Title: | Explore Socrata Data with Ease |
Version: | 0.1.0 |
Description: | Provides an interface to search, read, query, and retrieve metadata for datasets hosted on 'Socrata' open data portals. Supports all 'Socrata' data types, including spatial data returned as 'sf' objects. |
License: | GPL (≥ 3) |
Encoding: | UTF-8 |
RoxygenNote: | 7.3.2 |
Config/rextendr/version: | 0.4.0.9000 |
SystemRequirements: | Cargo (Rust's package manager), rustc >= 1.65.0 |
Depends: | R (≥ 4.2) |
Imports: | cli, httr2, rlang (≥ 1.1.0), sf, tibble |
Suggests: | glue, httptest2, rmarkdown, testthat (≥ 3.0.0) |
Config/testthat/edition: | 3 |
URL: | https://ryanzomorrodi.github.io/socratadata/, https://github.com/ryanzomorrodi/socratadata |
BugReports: | https://github.com/ryanzomorrodi/socratadata/issues |
NeedsCompilation: | yes |
Packaged: | 2025-07-22 21:07:53 UTC; user |
Author: | Ryan Zomorrodi [aut, cre] |
Maintainer: | Ryan Zomorrodi <rzomor2@uic.edu> |
Repository: | CRAN |
Date/Publication: | 2025-07-29 10:00:02 UTC |
Discover datasets and public data assets using the Socrata Discovery API
Description
Provides access to the Socrata Discovery API, allowing you to search tens of thousands of government datasets and assets published on the Socrata platform.

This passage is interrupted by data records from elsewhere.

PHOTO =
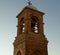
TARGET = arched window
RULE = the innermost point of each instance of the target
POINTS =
(22, 25)
(34, 24)
(18, 53)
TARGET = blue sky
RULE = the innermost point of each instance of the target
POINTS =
(8, 12)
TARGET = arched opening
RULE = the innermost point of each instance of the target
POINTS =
(34, 24)
(18, 53)
(22, 25)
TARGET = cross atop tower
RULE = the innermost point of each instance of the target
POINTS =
(29, 2)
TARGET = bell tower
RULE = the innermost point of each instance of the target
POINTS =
(30, 39)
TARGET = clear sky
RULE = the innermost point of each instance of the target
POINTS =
(8, 12)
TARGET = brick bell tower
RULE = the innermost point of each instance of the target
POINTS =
(30, 39)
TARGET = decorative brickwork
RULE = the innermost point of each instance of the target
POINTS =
(30, 39)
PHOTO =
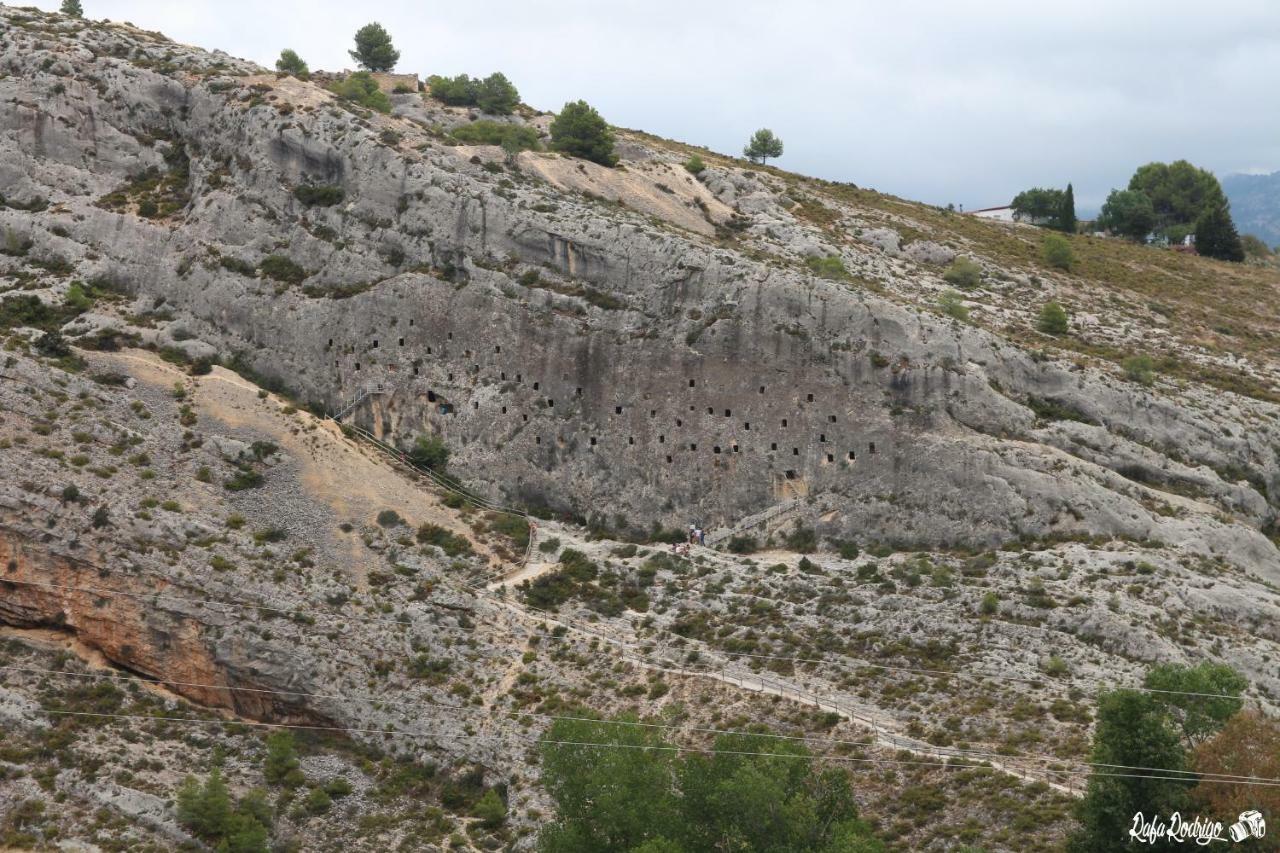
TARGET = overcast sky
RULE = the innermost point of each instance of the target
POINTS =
(945, 101)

Governments at all levels publish data on topics including crime, permits, finance, healthcare, research, and performance.
Usage
soc_discover(
attribution = NULL,
categories = NULL,
domain_category = NULL,
domains = NULL,
ids = NULL,
names = NULL,
only = "dataset",
provenance = NULL,
query = NULL,
tags = NULL,
domain_tags = NULL,
location = "us",
limit = 10000
)
Arguments
attribution |
string; Filter by the attribution or publisher |
categories |
character vector; Filter by categories. |
domain_category |
string; Filter by domain category (requires a specified domain). |
domains |
character vector; Filter to domains. |
ids |
character vector; Filter by an asset IDs. |
names |
character vector; Filter by asset names. |
only |
character vector; Filter to specific asset types. Must be one or more of: |
provenance |
string; Filter by provenance: |
query |
character string; Filter using a a token matching one from an asset's name, description, category, tags, column names, column fieldnames, column descriptions or attribution. |
tags |
character vector; Filter by tags associated with the assets. |
domain_tags |
string; Filter by domain tags associated with the assets (requires a specified domain). |
location |
string; Regional API domain: |
limit |
whole number; Maximum number of results (cannot exceed 10,000). |
Value
A tibble containing metadata for each discovered asset. Columns include:
- id
Asset identifier (four-by-four ID).
- name
Asset name.
- attribution
Attribution or publisher of the asset.
- owner_name
Display name of the asset owner.
- provenance
Provenance of asset (official or community).
- description
Textual description of the asset.
- created
Date asset was created.
- data_last_updated
Date asset data was last updated
- metadata_last_updated
Date asset metadata was last updated
- categories
Category labels assigned to the asset.
- tags
Tags associated with the asset.
- domain_category
Category label assigned by the domain.
- domain_tags
Tags applied by the domain.
- domain_metadata
Metadata associated with the asset assigned by the domain.
- column_names
Names of asset columns.
- column_labels
Labels of asset columns.
- column_datatypes
Datatypes of asset columns.
- column_descriptions
Description of asset columns.
- permalink
Permanent URL where the asset can be accessed.
- link
Direct asset link.
- license
License associated with the asset.
See Also
https://dev.socrata.com/docs/other/discovery
Examples
# Search for crime-related datasets in the Public Safety category
results <- soc_discover(
query = "crime",
categories = "Public Safety",
only = "dataset"
)
List Available Datasets on a Socrata Portal
Description
Retrieves a catalog of available datasets from a Socrata open data portal.
Usage
soc_list(url)
Arguments
url |
A character string specifying the base URL of the Socrata portal (e.g., |
Value
A tibble with one row per dataset and the following columns:
- id
Dataset identifier (four-by-four ID).
- name
Title of the dataset.
- categories
Categories associated with the dataset.
- keywords
Keywords describing the dataset.
- last_updated
The date of the last dataset modification.
- landing_page
The landing page url of the dataset.
- description
Brief description of the dataset's content.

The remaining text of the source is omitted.